Film

Seismograph des Weltkinos: 79. Filmfestspiele von Venedig beginnen

Adam Driver spielt im Eröffnungsfilm des heurigen Filmfestivals von Venedig die Hauptrolle.
© Netflix

Stargespickte Streamingfilme und Solidarität: Mit der Weltpremiere von Noah Baumbachs „White Noise“ starten morgen die 79. Filmfestspiele von Venedig.

Venedig – Mehr noch als der große Konkurrent in Cannes hat sich das Filmfestival von Venedig in den vergangenen Jahren zum Seismographen der internationalen Filmbranche entwickelt. Die Gründe dafür sind bisweilen ziemlich profan: Für US-amerikanische Produktionen bietet sich der traditionelle Termin am Beginn des Herbstes an, um öffentlichkeitswirksam in die Filmpreis-Saison zu starten. Zumal sich aufmerksamkeitsökonomische Synergien mit dem beinahe zeitgleich stattfindenden Festival in Toronto – der größten Filmschau Nordamerikas – ergeben.

Außerdem gibt es am norditalienischen Lido weit weniger Berührungsängste mit den großen Streamingdiensten als an der südfranzösischen Côte d’Azur. Während Netflix-Produktionen in Cannes seit 2018 nur dann gezeigt werden dürfen, wenn sie danach auch in Frankreich ins Kino kommen, hat Alberto Barbera, seit 2011 Direktor des Festivals von Venedig, früh beschlossen, den vermeintlichen „Kinokiller“ und vor allem dessen beachtliche Star-Power zu umarmen. Gleich vier Netflix-Filme hat Barbera heuer ins Programm genommen. Einer davon, Noah Baumbachs „White Noise“ – eine Verfilmung von Don DeLillos gleichnamigem Roman –, wird die 79. Auflage des ältesten Filmfestivals der Welt morgen Mittwoch sogar eröffnen. Schon Baumbachs letzter Film „Marriage Story“ kam 2019 in Venedig zur Weltpremiere. Damals wie jetzt in der Hauptrolle Adam Driver. Eine Nebenrolle in „White Noise“ spielt übrigens auch Lars Eidinger. Ebenfalls von Netflix, ebenfalls prominent besetzt und wie „White Noise“ bereits vorab als möglicher Oscarkandidat gehandelt ist „Blonde“, Andrew Dominics Marilyn-Monroe-Biopic mit Ana de Armas und Adrien Brody – eine von drei Streamingproduktionen im Internationalen Wettbewerb.

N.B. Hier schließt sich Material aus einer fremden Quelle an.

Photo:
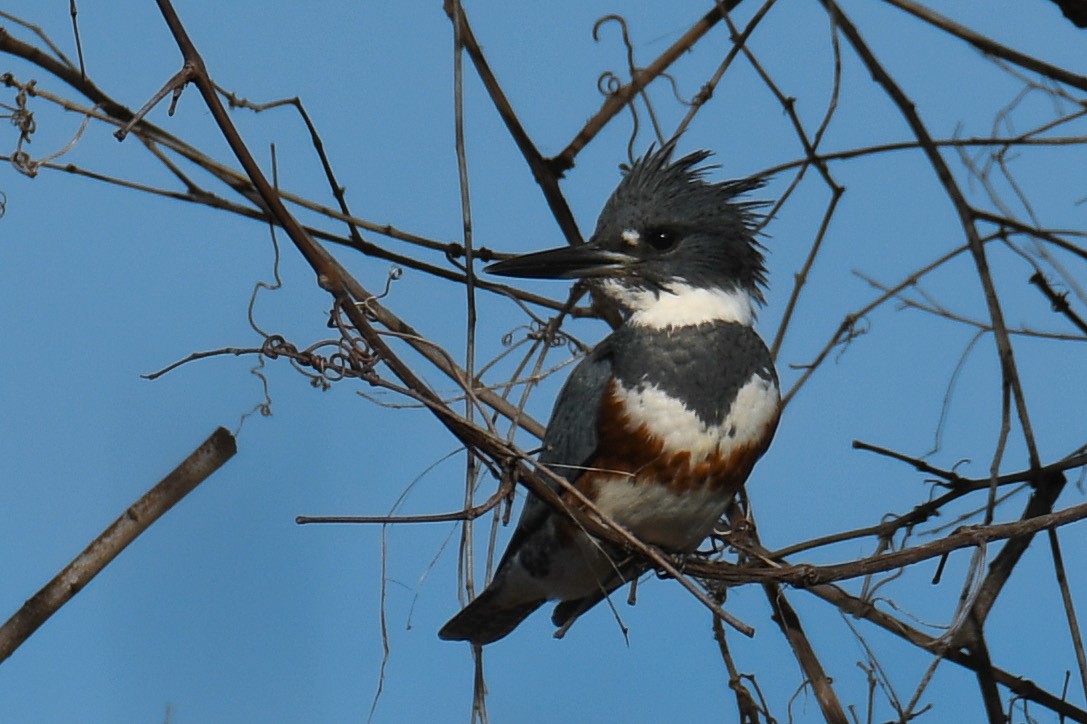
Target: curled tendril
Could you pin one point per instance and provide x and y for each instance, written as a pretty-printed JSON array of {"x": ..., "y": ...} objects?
[{"x": 609, "y": 84}]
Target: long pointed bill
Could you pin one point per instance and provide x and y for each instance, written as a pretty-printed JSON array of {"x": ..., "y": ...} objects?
[{"x": 564, "y": 263}]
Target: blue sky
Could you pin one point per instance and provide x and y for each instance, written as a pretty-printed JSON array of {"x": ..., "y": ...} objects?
[{"x": 226, "y": 610}]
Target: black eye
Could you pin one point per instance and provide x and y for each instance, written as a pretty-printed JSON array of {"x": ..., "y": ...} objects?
[{"x": 662, "y": 239}]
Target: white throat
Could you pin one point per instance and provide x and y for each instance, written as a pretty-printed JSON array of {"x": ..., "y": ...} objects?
[{"x": 681, "y": 304}]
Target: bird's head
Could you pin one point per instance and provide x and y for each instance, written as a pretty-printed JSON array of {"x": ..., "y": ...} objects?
[{"x": 669, "y": 245}]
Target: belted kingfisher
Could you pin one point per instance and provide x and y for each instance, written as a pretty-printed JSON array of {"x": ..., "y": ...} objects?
[{"x": 662, "y": 422}]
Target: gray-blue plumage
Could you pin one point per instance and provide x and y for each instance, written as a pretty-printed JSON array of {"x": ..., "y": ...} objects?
[{"x": 661, "y": 422}]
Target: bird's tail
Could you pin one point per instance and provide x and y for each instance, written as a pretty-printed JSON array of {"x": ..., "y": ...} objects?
[{"x": 487, "y": 618}]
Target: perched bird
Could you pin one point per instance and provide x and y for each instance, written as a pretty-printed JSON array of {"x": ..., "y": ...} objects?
[{"x": 662, "y": 422}]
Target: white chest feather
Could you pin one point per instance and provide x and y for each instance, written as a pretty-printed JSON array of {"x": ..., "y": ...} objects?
[
  {"x": 666, "y": 417},
  {"x": 682, "y": 304}
]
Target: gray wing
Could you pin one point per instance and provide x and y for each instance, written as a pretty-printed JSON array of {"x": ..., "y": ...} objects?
[{"x": 571, "y": 437}]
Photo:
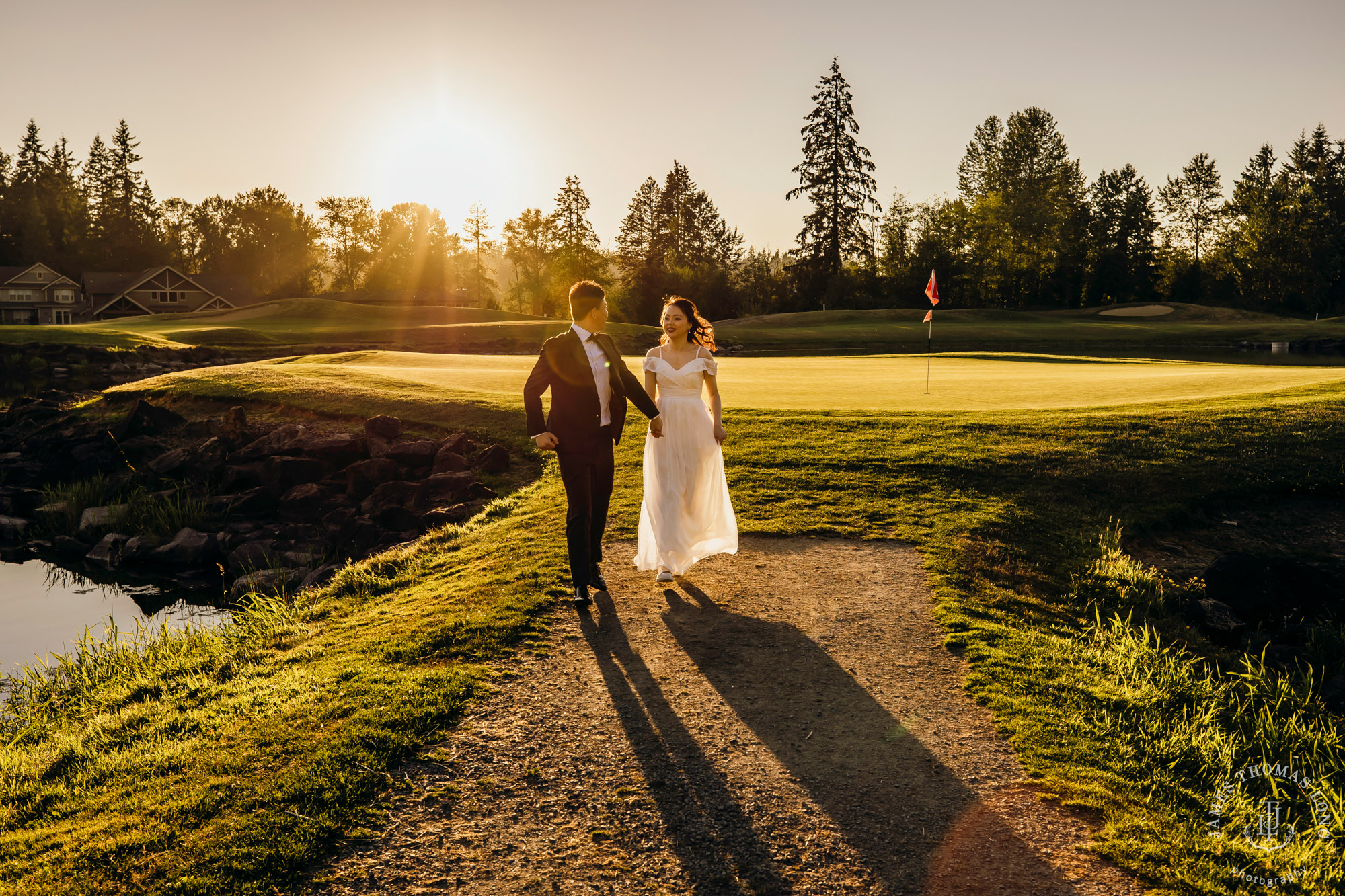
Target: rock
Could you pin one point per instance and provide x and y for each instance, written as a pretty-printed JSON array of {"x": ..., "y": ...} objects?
[
  {"x": 443, "y": 489},
  {"x": 1217, "y": 620},
  {"x": 283, "y": 474},
  {"x": 458, "y": 444},
  {"x": 493, "y": 459},
  {"x": 414, "y": 454},
  {"x": 266, "y": 581},
  {"x": 139, "y": 548},
  {"x": 397, "y": 520},
  {"x": 256, "y": 555},
  {"x": 302, "y": 501},
  {"x": 241, "y": 477},
  {"x": 445, "y": 516},
  {"x": 186, "y": 549},
  {"x": 282, "y": 440},
  {"x": 255, "y": 502},
  {"x": 321, "y": 576},
  {"x": 384, "y": 427},
  {"x": 108, "y": 551},
  {"x": 449, "y": 462},
  {"x": 364, "y": 477},
  {"x": 391, "y": 494},
  {"x": 171, "y": 462},
  {"x": 13, "y": 528},
  {"x": 141, "y": 447},
  {"x": 68, "y": 545},
  {"x": 233, "y": 427},
  {"x": 341, "y": 448},
  {"x": 146, "y": 420},
  {"x": 96, "y": 518},
  {"x": 336, "y": 520}
]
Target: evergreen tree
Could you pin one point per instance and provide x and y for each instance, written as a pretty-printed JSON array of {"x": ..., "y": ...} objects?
[
  {"x": 835, "y": 177},
  {"x": 531, "y": 245},
  {"x": 350, "y": 229},
  {"x": 1028, "y": 213},
  {"x": 1194, "y": 204},
  {"x": 477, "y": 228},
  {"x": 578, "y": 256},
  {"x": 127, "y": 228},
  {"x": 1124, "y": 260}
]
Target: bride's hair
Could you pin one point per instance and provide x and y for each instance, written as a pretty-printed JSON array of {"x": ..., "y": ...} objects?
[{"x": 701, "y": 333}]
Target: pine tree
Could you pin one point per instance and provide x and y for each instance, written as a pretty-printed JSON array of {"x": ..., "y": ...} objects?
[
  {"x": 835, "y": 177},
  {"x": 477, "y": 227},
  {"x": 578, "y": 256},
  {"x": 1194, "y": 204}
]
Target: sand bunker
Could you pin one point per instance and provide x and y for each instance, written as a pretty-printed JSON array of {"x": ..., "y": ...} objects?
[{"x": 1143, "y": 311}]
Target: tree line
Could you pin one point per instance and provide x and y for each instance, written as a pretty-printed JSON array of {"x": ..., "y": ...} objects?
[{"x": 1026, "y": 229}]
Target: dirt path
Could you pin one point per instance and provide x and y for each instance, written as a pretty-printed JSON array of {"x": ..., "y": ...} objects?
[{"x": 782, "y": 721}]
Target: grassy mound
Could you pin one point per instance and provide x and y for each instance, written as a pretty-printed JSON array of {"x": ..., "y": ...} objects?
[{"x": 223, "y": 767}]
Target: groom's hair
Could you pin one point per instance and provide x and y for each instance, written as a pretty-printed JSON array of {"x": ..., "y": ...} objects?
[{"x": 584, "y": 298}]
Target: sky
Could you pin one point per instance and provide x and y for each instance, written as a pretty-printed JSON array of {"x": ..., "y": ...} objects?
[{"x": 497, "y": 103}]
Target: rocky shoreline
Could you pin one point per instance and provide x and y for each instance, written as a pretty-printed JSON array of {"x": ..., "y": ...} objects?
[{"x": 280, "y": 506}]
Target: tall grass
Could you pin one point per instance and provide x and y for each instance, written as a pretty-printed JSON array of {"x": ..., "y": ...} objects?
[{"x": 147, "y": 513}]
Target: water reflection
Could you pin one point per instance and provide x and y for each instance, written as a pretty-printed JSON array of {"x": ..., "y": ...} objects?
[{"x": 45, "y": 608}]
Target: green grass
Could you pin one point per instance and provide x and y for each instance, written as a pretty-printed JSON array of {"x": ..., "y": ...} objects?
[
  {"x": 984, "y": 329},
  {"x": 213, "y": 767},
  {"x": 870, "y": 384},
  {"x": 323, "y": 322}
]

Im Wettbewerb: Ana de Armas als Marilyn Monroe in „Blonde“.
© Netflix

Die anderen zwei sind „Bardo“ von Oscarpreisträger Alejandro González Iñárritu („The Revenant“) und „Athena“ von Romain Gavras. Insgesamt konkurrieren 23 Filme um den Goldenen Löwen, darunter neue Arbeiten von Joanna Hogg („The Eternal Daughter“), Florian Zeller („The Son“) und Laura Poitras („All the Beauty and the Bloodshed“). Hochpolitisch und potentiell preisverdächtig ist fraglos „No Bears“, der jüngste Film des iranischen Regisseurs Jafar Panahi. Panahi, der bereits 2000 mit „Der Kreis“ in Venedig triumphierte, wurde Mitte Juli in Teheran verhaftet. Gleich zwei Solidaritätsaktionen für inhaftierte Filmschaffende sind während des Festivals geplant, darunter ein Flash-Mob unmittelbar vor der Premiere von „No Bears“ am 9. September. Bereits am Tag davor wird das Filmschaffen in der kriegsversehrten Ukraine gewürdigt: Sergei Loznitsa zeigt seinen Dokumentarfilm „The Kiev Trial“ über die juristische Aufarbeitung des NS-Massakers in Babyn Jar, bei dem 1941 in wenigen Stunden 30.000 Menschen ermordet wurden. Die ukrainische Produktion „Ljuksemburg, Ljuksemburg“ von Antonio Lukich kommt in der Sektion„Orizzonti“ zur Premiere. Dort ist auch „Vera“, der neue Film der Südtirolerin Tizza Covi und ihres Partners Rainer Frimmel, zu sehen. Sie beschäftigen sich darin semidokumentarisch mit Vera Gemma, einer italienischen Schauspielerin, der es nie gelang, aus dem Schatten ihres Vaters, der Genrefilm-Ikone Giuliano Gemma, zu treten.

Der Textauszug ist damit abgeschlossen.